📘

Supported text file formats and import methods

File format: TXT
Text encoding: UTF-8 (Note: The Editor does not process any special character sequences like HTML Entities, Unicode Escape Sequence, or colon emoji aliases.)

Import methods:

  • Direct upload (256 MB max file size)
  • IAM Delegated Access
  • Signed URLs (https URLs only)

❗️

Raw text uploads

Labelbox has deprecated our raw text uploads. You must provide links to .txt files by using delegated access or providing an authenticated URL to the file.

When importing text data to Labelbox, your JSON file must include the following information for each text file.

Parameter

Required

Description

externalId

Yes

User-generated file name or ID for the file. For the best experience, this ID should be unique.

data

Yes

Accepts an https path to an external text file (emojis supported for cloud-hosted txt files). For IAM Delegated Access, this URL must be in virtual-hosted-style format. For older regions, your S3 bucket may be in https://<bucket-name>.s3-<region>.amazonaws.com/<key> format.
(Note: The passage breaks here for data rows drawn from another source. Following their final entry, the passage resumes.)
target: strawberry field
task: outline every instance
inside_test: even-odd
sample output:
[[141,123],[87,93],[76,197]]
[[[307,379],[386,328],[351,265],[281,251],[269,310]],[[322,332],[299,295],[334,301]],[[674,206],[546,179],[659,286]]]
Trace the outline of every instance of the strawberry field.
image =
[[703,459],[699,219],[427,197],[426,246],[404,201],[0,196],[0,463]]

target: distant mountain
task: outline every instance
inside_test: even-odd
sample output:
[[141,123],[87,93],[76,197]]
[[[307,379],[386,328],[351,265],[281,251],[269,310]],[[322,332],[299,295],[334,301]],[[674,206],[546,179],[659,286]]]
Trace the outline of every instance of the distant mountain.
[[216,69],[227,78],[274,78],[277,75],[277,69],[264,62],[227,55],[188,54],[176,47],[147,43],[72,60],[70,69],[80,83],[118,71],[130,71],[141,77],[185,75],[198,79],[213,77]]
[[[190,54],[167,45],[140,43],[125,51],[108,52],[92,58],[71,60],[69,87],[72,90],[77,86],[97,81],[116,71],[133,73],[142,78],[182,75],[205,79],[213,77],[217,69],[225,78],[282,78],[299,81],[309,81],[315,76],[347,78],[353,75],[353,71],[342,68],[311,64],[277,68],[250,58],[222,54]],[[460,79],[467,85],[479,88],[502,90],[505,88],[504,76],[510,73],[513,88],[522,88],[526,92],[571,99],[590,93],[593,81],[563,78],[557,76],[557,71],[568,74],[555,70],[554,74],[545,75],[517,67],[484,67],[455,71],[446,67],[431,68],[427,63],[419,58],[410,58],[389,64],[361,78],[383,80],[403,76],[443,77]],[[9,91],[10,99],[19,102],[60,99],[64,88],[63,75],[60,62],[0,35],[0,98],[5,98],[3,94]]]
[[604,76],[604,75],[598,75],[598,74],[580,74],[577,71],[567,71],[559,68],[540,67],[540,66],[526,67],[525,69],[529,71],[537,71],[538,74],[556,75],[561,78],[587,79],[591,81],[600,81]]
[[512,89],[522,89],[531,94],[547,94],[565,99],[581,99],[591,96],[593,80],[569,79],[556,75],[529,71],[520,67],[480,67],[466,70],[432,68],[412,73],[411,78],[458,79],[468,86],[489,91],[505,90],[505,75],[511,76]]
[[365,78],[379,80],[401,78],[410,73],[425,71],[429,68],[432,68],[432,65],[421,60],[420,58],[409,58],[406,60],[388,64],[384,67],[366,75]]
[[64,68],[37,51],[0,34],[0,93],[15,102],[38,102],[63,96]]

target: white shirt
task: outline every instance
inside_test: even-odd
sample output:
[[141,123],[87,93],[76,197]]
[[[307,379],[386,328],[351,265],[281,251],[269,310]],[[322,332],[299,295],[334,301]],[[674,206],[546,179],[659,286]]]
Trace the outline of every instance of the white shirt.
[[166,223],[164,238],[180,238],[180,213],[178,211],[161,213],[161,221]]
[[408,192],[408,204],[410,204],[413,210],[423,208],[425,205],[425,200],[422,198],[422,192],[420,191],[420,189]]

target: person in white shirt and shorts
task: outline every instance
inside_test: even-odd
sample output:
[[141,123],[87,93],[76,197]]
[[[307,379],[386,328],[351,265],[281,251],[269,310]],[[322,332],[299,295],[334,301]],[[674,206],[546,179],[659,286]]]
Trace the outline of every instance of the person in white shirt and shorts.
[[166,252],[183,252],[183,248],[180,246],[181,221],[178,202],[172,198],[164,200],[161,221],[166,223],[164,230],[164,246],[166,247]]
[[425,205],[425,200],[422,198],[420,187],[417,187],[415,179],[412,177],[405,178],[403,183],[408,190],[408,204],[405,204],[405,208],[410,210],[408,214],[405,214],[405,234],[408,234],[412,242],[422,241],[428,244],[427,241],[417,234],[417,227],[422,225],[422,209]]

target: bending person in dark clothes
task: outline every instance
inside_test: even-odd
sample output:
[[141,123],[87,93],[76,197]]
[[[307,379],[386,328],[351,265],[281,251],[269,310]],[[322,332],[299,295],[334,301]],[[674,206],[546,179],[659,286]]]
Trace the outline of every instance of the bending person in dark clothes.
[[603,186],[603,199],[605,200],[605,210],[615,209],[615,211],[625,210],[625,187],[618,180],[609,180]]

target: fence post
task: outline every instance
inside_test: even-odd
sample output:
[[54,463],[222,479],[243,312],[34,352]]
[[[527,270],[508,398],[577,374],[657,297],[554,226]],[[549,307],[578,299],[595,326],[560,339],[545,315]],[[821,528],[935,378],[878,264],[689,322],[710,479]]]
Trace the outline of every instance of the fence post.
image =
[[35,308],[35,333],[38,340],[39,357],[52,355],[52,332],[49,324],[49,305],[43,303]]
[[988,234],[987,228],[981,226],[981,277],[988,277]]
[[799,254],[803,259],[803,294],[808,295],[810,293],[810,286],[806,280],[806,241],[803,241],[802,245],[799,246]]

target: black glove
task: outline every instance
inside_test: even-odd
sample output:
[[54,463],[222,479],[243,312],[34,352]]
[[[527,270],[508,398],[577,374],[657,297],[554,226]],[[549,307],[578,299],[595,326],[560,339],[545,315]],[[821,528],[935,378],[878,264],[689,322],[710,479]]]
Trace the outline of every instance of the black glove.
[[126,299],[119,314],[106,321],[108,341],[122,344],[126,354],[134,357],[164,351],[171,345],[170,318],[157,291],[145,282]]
If your object URLs are formatted this way, make sure they are in virtual-hosted-style format before importing.

The txt file must be encoded as UTF-8

attachments

No

Attachments

[
    {
        "externalId": "lorem-ipsum.txt",
        "data": "https://storage.googleapis.com/labelbox-sample-datasets/nlp/lorem-ipsum.txt"
    }
]
[
    {
        "externalId": "plaintext+test.txt",
        "data": "https://lb-test-data.s3.us-west-1.amazonaws.com/plaintext+test.txt"
    }
]